- Estudo publicado no dia 2 de junho, na revista Palaeontology, confirma que Praearcturus gigas era um escorpião gigante com mais de um metro de comprimento, vivendo entre 415 e 412 milhões de anos atrás nas várzeas da Inglaterra e do País de Gales.
- Os fragmentos fósseis haviam sido encontrados no século XIX e ficaram armazenados no Museu de História Natural de Londres sem uma atribuição definitiva até agora.
- Pesquisadores usaram fotografia em alta definição, tomografia computadorizada e modelos 3D para comprovar que os fragmentos pertencem a um escorpião gigante e compararam com descrições de fósseis similares.
- A descoberta mostra que esse escorpião gigante viveu durante o Devoniano Inferior, possivelmente entre os primeiros grandes predadores terrestres da história, antes da evolução das árvores.
- Os autores apontam que Praearcturus gigas, com estruturas como epímeros similares aos de lagostas, indica que as fronteiras entre artrópodes terrestres e aquáticos eram menos definidas na época, e sugere uma evolução complexa entre tipos de habitat.
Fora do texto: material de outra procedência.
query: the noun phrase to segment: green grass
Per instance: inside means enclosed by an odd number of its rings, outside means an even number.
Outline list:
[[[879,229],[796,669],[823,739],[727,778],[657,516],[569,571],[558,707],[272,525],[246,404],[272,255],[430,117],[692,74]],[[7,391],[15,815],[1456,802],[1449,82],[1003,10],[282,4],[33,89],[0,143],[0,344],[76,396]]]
O maior escorpião conhecido hoje é o Gigantometrus swammerdami, com cerca de 23 cm, encontrado nas florestas da Índia. Novos fósseis, no entanto, colocam em evidência animais ainda maiores há centenas de milhões de anos, no Devoniano Inferior.
Pesquisadores da Universidade de Manchester revisaram fósseis de 1870 guardados no Museu de História Natural de Londres. A análise, publicada em 2 de junho no periódico Palaeontology, confirma que o Praearcturus gigas era um escorpião gigante.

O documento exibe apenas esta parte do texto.